The dates for the budget session of Parliament were finalised on Thursday, though some apprehensions persist that this session may meet the fate of the non-functional winter session.
After a meeting of the Cabinet Committee for Parliamentary Affairs, chaired by Leader of the House Pranab Mukherjee, Parliamentary Affairs Minister P.K. Bansal indicated that the budget session would start on February 21 with the President's address to a joint sitting of the two Houses. ; the Union budget would be presented on February 28; and the first part of the session would end on March 16. After the recess, the session would resume on April 4 and end on April 21.
Among the others present were Trinamool Congress Party chief Mamata Banerjee, Nationalist Congress Party leader Sharad Pawar, Law Minister Veerappa Moily and Overseas Indian Affairs and Civil Aviation Minister Vayalar Ravi. The DMK was represented by Textiles Minister Dayanidhi Maran.

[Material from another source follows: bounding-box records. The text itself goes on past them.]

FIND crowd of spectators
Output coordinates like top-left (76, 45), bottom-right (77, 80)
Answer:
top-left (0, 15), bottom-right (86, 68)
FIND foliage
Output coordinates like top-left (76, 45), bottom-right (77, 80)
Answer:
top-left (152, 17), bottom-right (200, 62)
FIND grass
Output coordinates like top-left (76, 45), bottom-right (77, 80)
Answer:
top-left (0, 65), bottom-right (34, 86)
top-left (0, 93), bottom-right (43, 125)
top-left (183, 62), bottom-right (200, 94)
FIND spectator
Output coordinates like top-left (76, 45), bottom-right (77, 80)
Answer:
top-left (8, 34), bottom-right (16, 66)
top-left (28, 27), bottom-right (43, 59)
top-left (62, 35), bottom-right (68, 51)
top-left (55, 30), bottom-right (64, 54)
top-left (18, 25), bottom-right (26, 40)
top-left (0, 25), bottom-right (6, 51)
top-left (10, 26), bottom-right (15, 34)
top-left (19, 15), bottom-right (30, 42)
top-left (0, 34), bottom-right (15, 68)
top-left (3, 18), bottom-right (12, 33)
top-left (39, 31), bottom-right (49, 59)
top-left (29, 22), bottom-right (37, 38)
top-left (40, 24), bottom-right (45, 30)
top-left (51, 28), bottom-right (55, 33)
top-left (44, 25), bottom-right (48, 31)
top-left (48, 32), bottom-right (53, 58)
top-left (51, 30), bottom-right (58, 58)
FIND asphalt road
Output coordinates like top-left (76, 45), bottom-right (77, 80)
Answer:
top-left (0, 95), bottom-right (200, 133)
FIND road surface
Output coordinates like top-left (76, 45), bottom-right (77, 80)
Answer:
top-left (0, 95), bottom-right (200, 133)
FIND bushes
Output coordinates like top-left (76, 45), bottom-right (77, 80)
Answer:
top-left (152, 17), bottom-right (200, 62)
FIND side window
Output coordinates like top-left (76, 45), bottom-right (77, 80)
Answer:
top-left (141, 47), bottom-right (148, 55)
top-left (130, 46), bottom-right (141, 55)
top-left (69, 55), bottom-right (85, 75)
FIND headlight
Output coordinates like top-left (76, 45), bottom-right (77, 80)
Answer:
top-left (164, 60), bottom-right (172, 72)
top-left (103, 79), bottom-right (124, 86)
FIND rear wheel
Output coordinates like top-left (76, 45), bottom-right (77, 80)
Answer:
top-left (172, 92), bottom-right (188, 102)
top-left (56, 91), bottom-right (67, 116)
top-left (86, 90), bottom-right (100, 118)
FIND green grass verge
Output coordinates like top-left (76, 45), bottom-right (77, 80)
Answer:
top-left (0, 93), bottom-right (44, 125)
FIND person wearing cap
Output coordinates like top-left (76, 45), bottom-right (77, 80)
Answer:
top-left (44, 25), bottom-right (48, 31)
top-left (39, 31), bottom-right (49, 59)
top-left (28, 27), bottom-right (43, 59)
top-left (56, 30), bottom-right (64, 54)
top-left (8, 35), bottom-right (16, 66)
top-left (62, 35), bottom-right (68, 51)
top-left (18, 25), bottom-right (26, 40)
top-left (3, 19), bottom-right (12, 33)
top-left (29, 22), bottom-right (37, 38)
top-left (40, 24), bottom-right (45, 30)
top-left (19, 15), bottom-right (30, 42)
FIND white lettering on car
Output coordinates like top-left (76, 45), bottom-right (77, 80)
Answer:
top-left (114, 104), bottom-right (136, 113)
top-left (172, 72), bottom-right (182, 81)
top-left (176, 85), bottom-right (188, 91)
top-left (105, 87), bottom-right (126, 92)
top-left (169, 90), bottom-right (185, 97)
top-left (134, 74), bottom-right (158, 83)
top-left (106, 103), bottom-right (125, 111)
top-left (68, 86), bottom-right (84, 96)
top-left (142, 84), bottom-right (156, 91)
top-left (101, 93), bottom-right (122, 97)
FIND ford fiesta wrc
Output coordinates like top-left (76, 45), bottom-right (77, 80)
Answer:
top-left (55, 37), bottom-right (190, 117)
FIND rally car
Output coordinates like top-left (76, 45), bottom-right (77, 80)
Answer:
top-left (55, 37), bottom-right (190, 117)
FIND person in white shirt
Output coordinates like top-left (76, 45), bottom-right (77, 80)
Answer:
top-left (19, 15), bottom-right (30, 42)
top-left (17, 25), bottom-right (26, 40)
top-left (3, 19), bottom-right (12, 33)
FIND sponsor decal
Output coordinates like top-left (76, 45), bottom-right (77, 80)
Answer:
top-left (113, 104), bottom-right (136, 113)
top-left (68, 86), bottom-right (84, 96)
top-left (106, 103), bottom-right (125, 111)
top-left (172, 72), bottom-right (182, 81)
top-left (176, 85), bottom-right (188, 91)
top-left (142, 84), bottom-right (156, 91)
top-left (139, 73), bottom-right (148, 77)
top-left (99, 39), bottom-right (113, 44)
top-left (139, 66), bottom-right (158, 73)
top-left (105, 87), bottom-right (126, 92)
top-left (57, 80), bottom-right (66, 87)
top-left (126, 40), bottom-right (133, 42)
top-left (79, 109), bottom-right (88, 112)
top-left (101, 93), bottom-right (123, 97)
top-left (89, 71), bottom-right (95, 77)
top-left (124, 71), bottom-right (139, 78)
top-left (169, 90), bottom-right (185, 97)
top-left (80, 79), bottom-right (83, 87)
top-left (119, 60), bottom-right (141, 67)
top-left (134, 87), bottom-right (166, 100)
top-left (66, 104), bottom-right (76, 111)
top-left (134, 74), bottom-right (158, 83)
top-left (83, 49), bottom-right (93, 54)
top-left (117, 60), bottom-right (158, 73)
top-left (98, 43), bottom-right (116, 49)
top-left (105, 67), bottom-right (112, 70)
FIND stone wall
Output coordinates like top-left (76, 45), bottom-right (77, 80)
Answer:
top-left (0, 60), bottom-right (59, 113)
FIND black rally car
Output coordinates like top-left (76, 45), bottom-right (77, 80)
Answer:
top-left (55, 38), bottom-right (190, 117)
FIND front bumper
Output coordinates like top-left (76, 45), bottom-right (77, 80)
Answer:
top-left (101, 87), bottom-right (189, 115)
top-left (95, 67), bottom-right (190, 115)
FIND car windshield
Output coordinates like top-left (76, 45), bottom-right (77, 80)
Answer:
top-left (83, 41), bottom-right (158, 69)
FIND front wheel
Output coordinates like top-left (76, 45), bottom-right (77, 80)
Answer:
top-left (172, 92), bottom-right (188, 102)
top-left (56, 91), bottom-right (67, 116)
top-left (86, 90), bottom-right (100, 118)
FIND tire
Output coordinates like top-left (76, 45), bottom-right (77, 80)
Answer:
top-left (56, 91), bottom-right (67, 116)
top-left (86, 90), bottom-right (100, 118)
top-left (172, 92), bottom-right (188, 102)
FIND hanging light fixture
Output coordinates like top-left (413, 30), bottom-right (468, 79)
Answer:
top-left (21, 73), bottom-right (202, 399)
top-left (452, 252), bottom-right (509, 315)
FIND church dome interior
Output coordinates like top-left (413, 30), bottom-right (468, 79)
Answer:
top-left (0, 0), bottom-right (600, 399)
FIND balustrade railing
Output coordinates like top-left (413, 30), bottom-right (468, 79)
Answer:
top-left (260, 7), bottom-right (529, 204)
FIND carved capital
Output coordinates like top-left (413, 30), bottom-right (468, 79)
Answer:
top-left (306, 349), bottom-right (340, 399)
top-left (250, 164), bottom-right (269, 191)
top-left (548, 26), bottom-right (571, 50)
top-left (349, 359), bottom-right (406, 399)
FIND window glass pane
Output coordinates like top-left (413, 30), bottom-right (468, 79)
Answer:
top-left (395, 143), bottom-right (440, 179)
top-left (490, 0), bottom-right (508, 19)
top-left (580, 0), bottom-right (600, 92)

A question mark still hangs over the fate of the budget session with Opposition parties not giving up their demand for a Joint Parliamentary Committee probe into the 2G spectrum allocation that paralysed the winter session, as the government was equally steadfast in refusing to give in, pointing to the fact of the Public Accounts Committee scrutinising the CAG report.
Across the political spectrum, there is the view that at any cost the budget session must not be allowed to go the way of the winter session as it would be too costly for the country. While some senior BJP leaders have also said this in private, pointing out the CBI is doing its work under the supervision of the Supreme Court, the PAC is looking at the CAG report, allotted licences are bring scrutinised and no big purpose will be served by appointing a JPC, there are some Congressmen too, who feel that it would have been better to concede the unfair Opposition demand rather than allow Parliament to become a casualty.
A suggestion has also come from the former Secretary-General of the Lok Sabha, P.D.T. Achary, that even at this late stage, the issue could be resolved if the government agreed to arm the PAC with some of the powers of the JPC. This could be done by adopting a simple resolution in the House, he said. This would be a face-saving formula for the Opposition as well as the government: the JPC demand would not have been conceded, yet the PAC would be virtually converted into a JPC.